Ich habe das Gefühl, jede Generation konsumiert Drogen. Welche es sind, sagt viel über die Gesellschaft aus. In den Neunzigerjahren waren es eher pushende Drogen. Heute sind es meiner Meinung nach tendenziell eher Downer, zum Relaxen.

Wie kommen Sie denn runter?
Das gibt es viele verschiedene Sachen. Ich treffe mich mit Leuten oder telefoniere, um mal über etwas anderes zu reden als über die Arbeit. Oder ich gehe eine Runde Roller fahren. Ausserdem habe ich das Schachspielen für mich entdeckt. Da tauchst du ein und kannst an nichts anderes denken.

Was haben Sie besonders geschätzt, als Sie sich wegen Corona wieder öfter in Bern aufhielten?
In den Berliner öffentlichen Verkehrsmitteln ist es laut, rau und stinkig.
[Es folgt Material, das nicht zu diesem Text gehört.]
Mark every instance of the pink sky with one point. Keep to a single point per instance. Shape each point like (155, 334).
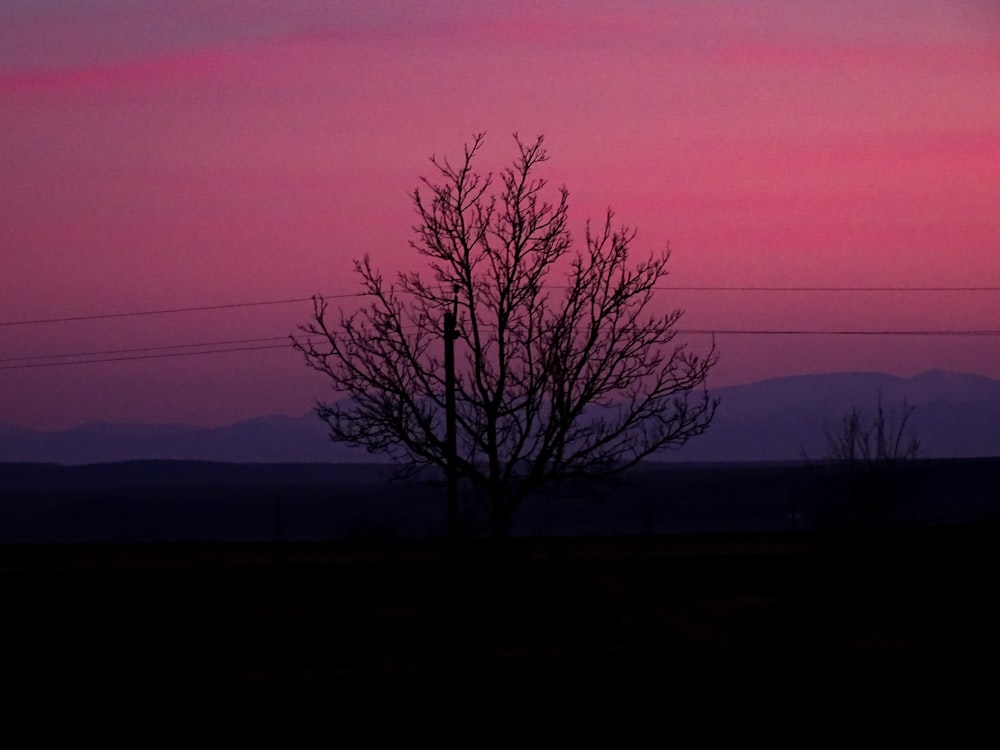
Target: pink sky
(177, 153)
In Bern ist es ruhig, und wenn du nur schon ein Gipfeli aus dem Papiersack nimmst, schauen alle böse. Die Schweiz ist das Land, in dem man am besten laut mit den Augen rollen kann (grinst).
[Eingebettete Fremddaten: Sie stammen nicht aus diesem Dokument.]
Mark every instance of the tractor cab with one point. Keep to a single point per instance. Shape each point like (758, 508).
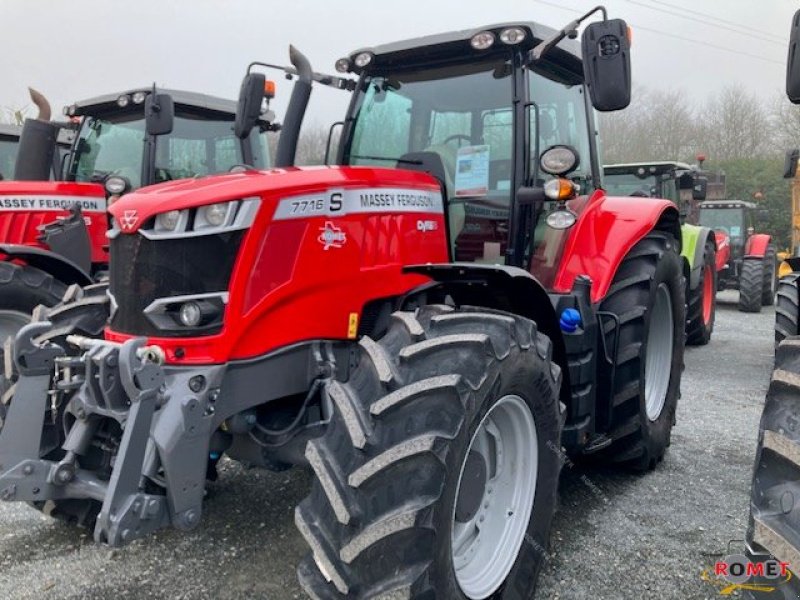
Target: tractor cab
(734, 218)
(9, 144)
(196, 139)
(477, 109)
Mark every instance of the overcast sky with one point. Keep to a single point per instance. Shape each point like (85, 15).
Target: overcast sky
(81, 48)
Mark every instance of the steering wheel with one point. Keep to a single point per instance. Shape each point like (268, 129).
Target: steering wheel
(457, 136)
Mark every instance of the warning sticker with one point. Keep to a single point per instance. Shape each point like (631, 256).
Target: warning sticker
(27, 202)
(472, 171)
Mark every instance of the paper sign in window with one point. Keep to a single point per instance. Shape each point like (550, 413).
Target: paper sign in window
(472, 171)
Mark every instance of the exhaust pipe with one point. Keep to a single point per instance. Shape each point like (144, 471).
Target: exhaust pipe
(287, 145)
(37, 144)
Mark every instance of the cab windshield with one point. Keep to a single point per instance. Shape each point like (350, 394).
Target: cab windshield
(196, 147)
(8, 157)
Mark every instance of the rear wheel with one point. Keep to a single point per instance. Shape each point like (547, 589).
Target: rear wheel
(647, 295)
(770, 282)
(437, 476)
(787, 308)
(751, 285)
(702, 301)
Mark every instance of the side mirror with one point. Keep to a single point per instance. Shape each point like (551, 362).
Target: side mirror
(790, 163)
(793, 62)
(607, 64)
(699, 188)
(159, 114)
(248, 109)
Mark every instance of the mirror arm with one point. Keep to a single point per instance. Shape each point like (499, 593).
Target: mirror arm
(545, 46)
(333, 81)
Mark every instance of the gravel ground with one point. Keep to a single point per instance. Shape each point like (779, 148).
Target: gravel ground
(616, 535)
Haben Sie das Berner und das Berliner Wappentier in beiden Städten schon besucht?
Im Berliner Zoo war ich schockiert, wie klein die Käfige der Affen sind. Man hat ihren Gesichtern angesehen, wie unglücklich sie sind. In Bern komme ich oft am Bärengraben vorbei, weil ich ins Alte Tramdepot gehe und ein Märzen trinke – ein fantastisches Bier!

Was tun Sie aktuell?
Ich drehe in Belgien und Frankreich. In einem Film über die Katastrophe bei der Flugshow von Rammstein 1988 verkörpere ich die Hauptfigur, die von einem Mann inspiriert ist, der damals seine ganze Familie verloren hat. Weiterhin ist auf Instagram «Ich bin Sophie Scholl» zu sehen, in dem Luna Wedler die Titelfigur und ich ihren Bruder Hans darstellen. Als tagebuchartige Posts dazugestellt werden bis im Frühling laufend Gedanken der beiden Widerstandskämpfer aus den letzten neun Monaten ihres Lebens.